Simulated settlement patterns from the Artificial Anasazi project (Axtell et al, 2002)

In 1860, Ralph Waldo Emerson wrote in The Conduct of Life, part one, on Fate, "How shall I live? We are incompetent to solve the times. Our geometry cannot span the huge orbits of the prevailing ideas. . ." Which sums up my feelings over the last year and a half. It all started in March 2020 with some hope in “geometry" (immunology, epidemiology) and soon hit the insurmountable wall of prevailing ideas and superstitions. And now as vaccines slowly and unevenly restore normalcy, the whole question of the conduct of life looms large. In the same essay Emerson writes (with characteristic prescience): “Will you say the disasters which threaten mankind are exceptional, and one need not lay his account for cataclysms everyday? Aye, but what happens once, may happen again. . ." 

I would like to ask how a community such as SFI should "lay its account for cataclysm” and whether the "new normal" — which implies physical disconnection and virtual connection, communal pause and domestic concentration, and attenuated interaction with effortless access — plays into a strategy for complex preparedness. 

In order to answer this question there might be some clues in the scientific literature on the evolution of recombination. 

Between 1930 and 1932, Ronald A. Fisher and Herman Muller proposed that sexual recombination evolved to accelerate the speed of adaptation by reducing competition among beneficial mutations in separate lineages. Recombination brings beneficial mutations together into one super-genome. Like the ultimate merger of complementary technologies. Importantly, this mechanism is only of value when environments are changing and existing adaptive complexes are not sufficient. Recombination in a fixed environment is a waste of time and energy. 
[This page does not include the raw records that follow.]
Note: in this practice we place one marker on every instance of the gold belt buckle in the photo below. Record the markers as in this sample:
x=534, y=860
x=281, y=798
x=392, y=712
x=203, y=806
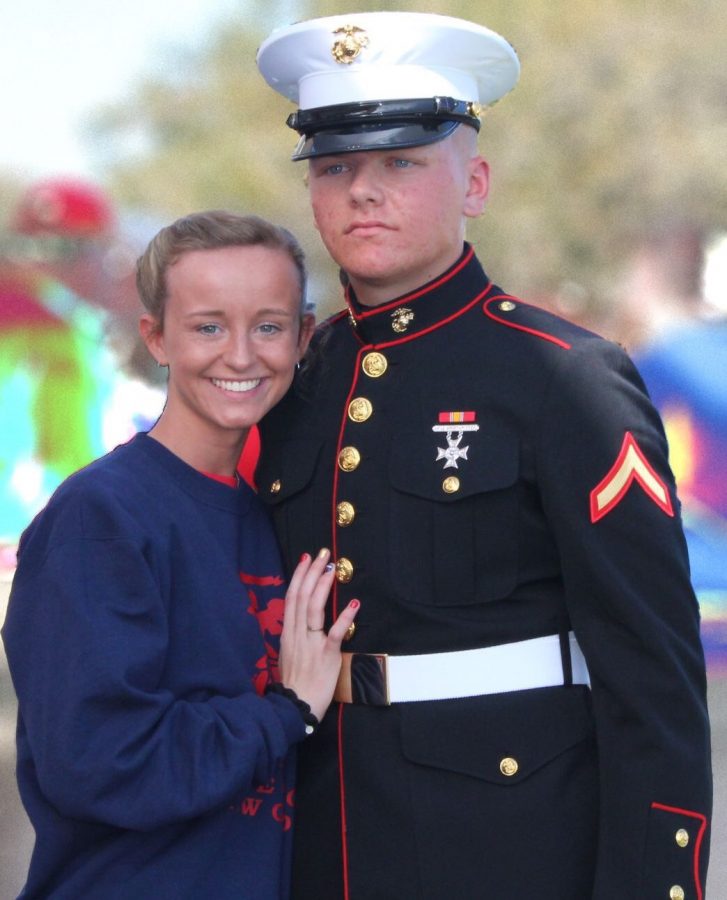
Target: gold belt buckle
x=364, y=679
In 1949, Fisher introduced his Theory of Junctions to explore more carefully the conditions under which recombination could evolve. The problem is that in inbred populations (i.e. homozygous at most loci) recombination offers no advantage, as this merely shuffles identical regions of parental genomes. It would be like exchanging books when we have identical libraries. Junctions should only appear in those stretches of the genome where novel recombination can arise. For example, if I collect science fiction and you collect murder mysteries we might surprise each other by swapping books from these genres. And once a solution has been found, the junction can drift out of existence.

Places like SFI are in part recombinational mechanisms operating in the space of ideas. But this is insufficient to ensure novelty. The real challenge — as Fisher pointed out — is the placement of the junctions. It is not only a question of exchanging ideas (most ideas are common knowledge — epistemically homozygous), but exchanging ideas that are novel to both parties. Fisher observed that the evolution of the placement of junctions is a slower process than the recombination events themselves. It takes many generations of trial and error to get the position of the junctions just right. Discovering junctions is the true process of exploration, whereas recombination is largely a smart mechanism of exploitation. This is like the difference between the interdisciplinary and the transdisciplinary. In the former we know what ideas to exchange, whereas in the latter we need to find them. The remote exchange of ideas (from home, online), allows for the recombination of ideas.

The challenge is identifying those ideas we need to recombine to discover something novel. As Fisher discovered, this meta-process of discovering the unique books to share in each of our libraries, is incredibly time-consuming and requires a high level of population-level trial and error. This is the kind of experimentation that in-person collaboration supports. It goes beyond sharing ideas towards discovering which ideas are worth sharing. When economists, computer scientists, and archaeologists at SFI started researching agent-based models for Southwestern demographic shifts, they did not know in advance what ideas they each needed. They had to discover — after numerous fruitless exchanges — where to place their epistemological junctions. Once they had done so, the whole Artificial Anasazi project took off.

In order to decide how best to conduct our research life into the future, it is worth bearing in mind the lessons of evolution — when uncertainty is at a maximum we need time together to discover ideas worth sharing.

Thenceforth we might each live on our own island and transmit these ideas by pigeon post, secure in the value of their originality.